Подумав, Ленорман добавил:
– Еще одно доказательство, которое является ответом на один из ваших вопросов, господин председатель. Неужели вы думаете, что Шапман пошел бы за тем человеком по коридорам и лестницам отеля, если бы не знал его раньше?
Факты накапливались. Истина – или, по крайней мере, вероятная истина – обозначилась. Многие обстоятельства, возможно, самые любопытные, оставались неясными. Но какое озарение! Даже при незнании мотивов, подготовивших их, цепочка поступков, совершенных в то трагическое утро, вдруг стала очевидной.
Наступило молчание. Каждый размышлял, раздумывал в поисках аргументов, возражений. Наконец, Валангле воскликнул:
– Дорогой Ленорман, все это прекрасно… Вы меня убедили… Но по сути мы ведь никуда не продвинулись.
– Как это?
– Ну да. Цель нашего собрания вовсе не в том, чтобы раскрыть часть загадки, которую рано или поздно вы, я не сомневаюсь, раскроете полностью, но по возможности удовлетворить требования общественности. Поэтому, действительно ли Люпен убийца или нет, двое было преступников или трое, либо вообще один, все это не дает нам ни имени виновного, ни его ареста. И у общества по-прежнему сохраняется катастрофическое впечатление, что правосудие бессильно.
– Что же я могу сделать?
– Как что? Дайте обществу удовлетворение, коего оно требует.

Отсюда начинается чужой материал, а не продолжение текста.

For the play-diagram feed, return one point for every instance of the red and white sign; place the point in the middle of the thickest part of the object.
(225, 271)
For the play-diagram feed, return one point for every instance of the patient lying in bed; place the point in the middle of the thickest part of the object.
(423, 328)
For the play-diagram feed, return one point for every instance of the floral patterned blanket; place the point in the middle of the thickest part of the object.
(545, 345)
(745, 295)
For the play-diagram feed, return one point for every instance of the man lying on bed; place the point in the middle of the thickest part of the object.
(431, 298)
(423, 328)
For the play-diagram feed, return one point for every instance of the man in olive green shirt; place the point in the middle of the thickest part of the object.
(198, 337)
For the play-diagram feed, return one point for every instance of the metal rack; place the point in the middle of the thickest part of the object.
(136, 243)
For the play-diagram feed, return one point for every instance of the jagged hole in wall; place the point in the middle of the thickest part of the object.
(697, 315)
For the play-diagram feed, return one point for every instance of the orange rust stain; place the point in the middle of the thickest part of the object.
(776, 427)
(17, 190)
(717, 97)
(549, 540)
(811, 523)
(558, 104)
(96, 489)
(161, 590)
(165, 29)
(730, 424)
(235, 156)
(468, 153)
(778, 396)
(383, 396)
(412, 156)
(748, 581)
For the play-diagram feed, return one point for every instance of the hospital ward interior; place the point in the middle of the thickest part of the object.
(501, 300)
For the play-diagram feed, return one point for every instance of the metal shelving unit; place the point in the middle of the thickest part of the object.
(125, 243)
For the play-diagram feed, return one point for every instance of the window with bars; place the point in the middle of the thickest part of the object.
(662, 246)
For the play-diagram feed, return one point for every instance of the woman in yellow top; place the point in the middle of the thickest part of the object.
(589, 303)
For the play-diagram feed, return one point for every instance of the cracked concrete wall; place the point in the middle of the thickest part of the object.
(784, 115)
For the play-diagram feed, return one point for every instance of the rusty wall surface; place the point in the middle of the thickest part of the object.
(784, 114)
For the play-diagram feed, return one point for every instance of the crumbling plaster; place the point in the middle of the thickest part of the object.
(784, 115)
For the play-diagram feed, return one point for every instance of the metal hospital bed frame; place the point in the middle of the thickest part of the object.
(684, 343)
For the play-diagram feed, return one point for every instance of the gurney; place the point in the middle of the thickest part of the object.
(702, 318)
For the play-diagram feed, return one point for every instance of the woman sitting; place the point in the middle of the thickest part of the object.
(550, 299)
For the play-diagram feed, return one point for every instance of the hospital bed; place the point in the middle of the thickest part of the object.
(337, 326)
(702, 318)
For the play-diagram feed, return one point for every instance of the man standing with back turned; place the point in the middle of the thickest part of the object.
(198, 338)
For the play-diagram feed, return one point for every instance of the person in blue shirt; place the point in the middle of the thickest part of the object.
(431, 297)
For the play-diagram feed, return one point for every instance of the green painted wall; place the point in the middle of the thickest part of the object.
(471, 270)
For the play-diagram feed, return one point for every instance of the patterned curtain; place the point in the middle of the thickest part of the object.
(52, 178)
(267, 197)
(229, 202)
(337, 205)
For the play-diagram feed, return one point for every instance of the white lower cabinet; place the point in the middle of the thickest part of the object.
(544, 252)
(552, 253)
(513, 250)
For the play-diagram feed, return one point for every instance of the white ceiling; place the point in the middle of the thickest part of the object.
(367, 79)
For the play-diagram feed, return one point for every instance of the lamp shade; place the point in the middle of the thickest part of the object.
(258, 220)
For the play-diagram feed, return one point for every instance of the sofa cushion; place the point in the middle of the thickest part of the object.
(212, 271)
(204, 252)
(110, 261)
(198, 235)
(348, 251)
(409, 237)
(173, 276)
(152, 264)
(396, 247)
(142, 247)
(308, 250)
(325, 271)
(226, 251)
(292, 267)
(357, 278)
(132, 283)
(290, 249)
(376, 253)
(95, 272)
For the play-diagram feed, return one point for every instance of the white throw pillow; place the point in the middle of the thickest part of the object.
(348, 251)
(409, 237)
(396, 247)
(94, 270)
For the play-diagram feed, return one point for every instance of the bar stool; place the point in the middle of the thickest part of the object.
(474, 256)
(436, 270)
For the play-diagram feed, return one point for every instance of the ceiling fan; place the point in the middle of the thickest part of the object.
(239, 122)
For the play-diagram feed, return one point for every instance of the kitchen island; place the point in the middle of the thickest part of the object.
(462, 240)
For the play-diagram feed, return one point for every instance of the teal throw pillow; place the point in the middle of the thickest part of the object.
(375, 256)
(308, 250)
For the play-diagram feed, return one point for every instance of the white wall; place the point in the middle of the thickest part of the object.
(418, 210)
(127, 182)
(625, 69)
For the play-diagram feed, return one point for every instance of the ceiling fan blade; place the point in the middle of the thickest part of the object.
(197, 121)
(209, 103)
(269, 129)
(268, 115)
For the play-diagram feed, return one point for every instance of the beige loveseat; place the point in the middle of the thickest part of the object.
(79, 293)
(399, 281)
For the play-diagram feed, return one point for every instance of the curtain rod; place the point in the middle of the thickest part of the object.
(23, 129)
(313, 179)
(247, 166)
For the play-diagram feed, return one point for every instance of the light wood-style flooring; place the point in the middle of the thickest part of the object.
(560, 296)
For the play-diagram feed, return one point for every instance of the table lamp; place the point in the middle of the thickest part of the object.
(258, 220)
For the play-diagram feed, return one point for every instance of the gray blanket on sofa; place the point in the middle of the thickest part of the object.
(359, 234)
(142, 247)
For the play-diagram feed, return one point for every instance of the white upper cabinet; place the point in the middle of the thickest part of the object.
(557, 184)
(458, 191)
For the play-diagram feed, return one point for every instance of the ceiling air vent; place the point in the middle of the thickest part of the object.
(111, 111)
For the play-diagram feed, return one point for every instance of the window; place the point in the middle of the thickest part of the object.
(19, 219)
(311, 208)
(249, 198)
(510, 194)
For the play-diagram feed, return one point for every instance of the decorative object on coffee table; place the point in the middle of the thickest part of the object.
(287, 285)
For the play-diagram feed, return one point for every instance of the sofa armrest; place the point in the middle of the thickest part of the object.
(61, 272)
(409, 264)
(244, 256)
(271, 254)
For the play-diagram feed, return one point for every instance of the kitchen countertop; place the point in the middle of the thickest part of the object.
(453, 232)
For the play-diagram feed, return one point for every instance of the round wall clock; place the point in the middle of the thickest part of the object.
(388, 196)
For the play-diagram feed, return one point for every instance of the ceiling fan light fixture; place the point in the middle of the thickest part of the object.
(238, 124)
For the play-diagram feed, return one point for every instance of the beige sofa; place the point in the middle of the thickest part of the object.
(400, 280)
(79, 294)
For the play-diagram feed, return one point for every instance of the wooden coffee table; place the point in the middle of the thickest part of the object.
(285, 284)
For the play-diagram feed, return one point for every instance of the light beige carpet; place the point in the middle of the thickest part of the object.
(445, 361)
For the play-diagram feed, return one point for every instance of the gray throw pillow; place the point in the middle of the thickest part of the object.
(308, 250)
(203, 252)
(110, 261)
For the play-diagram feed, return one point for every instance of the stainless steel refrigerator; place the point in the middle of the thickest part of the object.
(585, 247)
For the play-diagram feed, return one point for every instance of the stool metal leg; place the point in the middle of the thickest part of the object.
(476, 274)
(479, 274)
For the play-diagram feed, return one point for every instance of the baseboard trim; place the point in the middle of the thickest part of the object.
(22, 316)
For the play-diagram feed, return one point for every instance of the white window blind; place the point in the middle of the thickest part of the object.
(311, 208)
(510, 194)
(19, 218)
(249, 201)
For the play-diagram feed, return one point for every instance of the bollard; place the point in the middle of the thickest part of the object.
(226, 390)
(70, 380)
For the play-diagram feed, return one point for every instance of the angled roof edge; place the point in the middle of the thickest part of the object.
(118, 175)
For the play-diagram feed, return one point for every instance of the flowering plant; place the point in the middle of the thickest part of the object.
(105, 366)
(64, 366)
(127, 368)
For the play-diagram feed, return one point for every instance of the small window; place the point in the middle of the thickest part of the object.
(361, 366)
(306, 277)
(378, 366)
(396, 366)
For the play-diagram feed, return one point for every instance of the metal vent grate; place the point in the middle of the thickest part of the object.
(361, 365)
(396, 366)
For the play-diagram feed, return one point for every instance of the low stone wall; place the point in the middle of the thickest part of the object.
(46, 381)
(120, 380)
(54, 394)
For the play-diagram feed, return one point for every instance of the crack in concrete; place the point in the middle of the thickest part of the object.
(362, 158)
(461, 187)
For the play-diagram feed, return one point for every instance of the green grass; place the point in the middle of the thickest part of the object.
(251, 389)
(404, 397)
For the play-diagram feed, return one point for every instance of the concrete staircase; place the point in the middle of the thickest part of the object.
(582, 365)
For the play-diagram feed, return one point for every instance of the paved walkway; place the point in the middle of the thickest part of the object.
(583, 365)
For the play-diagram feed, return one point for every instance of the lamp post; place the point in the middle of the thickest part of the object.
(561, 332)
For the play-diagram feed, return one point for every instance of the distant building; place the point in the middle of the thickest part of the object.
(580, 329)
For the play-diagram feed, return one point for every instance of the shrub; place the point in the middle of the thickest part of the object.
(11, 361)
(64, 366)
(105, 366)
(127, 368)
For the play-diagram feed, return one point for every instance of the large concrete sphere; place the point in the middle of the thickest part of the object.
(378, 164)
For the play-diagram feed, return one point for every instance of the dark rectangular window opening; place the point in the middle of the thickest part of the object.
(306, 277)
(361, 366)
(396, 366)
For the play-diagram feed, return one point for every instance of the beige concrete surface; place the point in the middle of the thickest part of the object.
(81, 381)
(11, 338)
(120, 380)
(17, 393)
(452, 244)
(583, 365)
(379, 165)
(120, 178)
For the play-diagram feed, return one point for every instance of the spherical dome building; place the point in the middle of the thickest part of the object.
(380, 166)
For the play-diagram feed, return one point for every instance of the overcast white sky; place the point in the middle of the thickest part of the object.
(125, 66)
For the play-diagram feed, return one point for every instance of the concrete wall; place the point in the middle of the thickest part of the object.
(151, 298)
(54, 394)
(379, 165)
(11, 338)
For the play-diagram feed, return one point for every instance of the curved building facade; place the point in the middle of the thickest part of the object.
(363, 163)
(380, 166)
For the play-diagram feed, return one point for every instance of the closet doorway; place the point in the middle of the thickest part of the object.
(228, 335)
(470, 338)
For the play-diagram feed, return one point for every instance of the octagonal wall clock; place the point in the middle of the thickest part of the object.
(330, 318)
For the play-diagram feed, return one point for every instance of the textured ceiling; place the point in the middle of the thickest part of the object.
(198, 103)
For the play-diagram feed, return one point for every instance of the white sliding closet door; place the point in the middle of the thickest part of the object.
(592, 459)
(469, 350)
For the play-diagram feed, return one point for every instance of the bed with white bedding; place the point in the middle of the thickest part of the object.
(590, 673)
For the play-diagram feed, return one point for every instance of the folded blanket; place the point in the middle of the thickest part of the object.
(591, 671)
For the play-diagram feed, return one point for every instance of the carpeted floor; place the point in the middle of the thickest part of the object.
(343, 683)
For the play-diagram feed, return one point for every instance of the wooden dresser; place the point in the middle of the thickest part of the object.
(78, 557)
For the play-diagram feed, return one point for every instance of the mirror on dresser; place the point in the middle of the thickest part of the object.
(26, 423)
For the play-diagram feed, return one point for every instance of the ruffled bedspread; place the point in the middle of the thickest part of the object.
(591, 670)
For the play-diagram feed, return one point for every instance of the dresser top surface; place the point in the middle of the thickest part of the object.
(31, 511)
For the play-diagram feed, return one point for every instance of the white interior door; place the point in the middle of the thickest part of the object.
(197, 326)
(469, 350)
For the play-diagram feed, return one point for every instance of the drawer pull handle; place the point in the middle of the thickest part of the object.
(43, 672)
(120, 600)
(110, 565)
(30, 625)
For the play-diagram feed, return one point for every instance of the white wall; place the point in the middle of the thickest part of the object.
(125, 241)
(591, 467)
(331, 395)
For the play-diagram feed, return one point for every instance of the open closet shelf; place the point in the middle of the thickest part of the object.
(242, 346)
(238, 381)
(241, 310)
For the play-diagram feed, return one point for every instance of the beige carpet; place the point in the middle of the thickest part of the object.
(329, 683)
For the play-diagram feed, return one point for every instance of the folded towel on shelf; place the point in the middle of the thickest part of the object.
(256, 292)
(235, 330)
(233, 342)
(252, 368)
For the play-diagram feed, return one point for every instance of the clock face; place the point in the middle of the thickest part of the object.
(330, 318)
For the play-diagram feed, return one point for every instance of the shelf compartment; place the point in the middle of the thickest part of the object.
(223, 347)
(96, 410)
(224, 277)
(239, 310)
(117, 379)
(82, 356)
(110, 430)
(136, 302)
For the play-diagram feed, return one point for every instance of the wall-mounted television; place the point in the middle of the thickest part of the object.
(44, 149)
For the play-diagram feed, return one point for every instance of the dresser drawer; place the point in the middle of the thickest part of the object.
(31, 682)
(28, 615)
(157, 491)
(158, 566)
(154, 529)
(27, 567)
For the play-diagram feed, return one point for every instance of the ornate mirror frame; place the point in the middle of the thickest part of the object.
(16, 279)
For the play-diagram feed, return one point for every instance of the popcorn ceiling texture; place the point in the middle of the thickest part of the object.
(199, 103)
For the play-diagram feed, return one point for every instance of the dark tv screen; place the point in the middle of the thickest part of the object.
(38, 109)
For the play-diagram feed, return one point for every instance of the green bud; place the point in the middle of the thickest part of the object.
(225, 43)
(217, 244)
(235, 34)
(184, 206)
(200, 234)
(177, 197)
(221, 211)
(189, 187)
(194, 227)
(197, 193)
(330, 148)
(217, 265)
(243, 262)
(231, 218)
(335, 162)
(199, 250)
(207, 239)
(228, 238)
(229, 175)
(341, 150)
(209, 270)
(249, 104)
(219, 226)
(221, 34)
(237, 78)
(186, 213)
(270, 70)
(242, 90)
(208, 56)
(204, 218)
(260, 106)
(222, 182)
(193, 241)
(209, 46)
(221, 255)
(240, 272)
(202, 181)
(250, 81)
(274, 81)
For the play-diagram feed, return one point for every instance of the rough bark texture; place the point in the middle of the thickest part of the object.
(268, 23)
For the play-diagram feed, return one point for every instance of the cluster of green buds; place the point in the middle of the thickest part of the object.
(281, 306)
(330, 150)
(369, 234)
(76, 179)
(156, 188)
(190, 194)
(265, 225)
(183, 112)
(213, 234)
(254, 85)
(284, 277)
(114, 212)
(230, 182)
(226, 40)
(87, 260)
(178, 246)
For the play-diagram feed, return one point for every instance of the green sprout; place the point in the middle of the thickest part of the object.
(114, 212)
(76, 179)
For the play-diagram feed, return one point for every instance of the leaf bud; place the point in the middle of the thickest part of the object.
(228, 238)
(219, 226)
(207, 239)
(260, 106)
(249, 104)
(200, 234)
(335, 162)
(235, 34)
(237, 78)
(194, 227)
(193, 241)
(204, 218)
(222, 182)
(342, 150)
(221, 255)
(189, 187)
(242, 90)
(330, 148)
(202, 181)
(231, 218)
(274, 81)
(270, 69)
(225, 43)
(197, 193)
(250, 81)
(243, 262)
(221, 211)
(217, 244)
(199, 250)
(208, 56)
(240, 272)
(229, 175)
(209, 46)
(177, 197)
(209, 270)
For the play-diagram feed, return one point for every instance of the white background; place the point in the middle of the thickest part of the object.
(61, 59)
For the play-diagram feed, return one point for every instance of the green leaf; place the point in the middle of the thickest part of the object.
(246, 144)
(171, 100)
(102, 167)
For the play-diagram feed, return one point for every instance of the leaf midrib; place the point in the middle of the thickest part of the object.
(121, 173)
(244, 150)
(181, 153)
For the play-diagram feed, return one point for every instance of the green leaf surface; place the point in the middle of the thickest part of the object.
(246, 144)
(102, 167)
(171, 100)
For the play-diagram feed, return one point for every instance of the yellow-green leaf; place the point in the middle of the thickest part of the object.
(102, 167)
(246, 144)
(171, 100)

– Но мне кажется, что этих объяснений уже достаточно…
– Слова! А общество желает действий. Его успокоит единственная вещь: какой-нибудь арест.
– Черт! Черт! Не можем же мы все-таки арестовать первого встречного.
– Это было бы лучше, чем не арестовывать никого, – со смехом заметил Валангле. – Послушайте, поищите получше… Вы уверены в Эдварде, слуге Кессельбаха?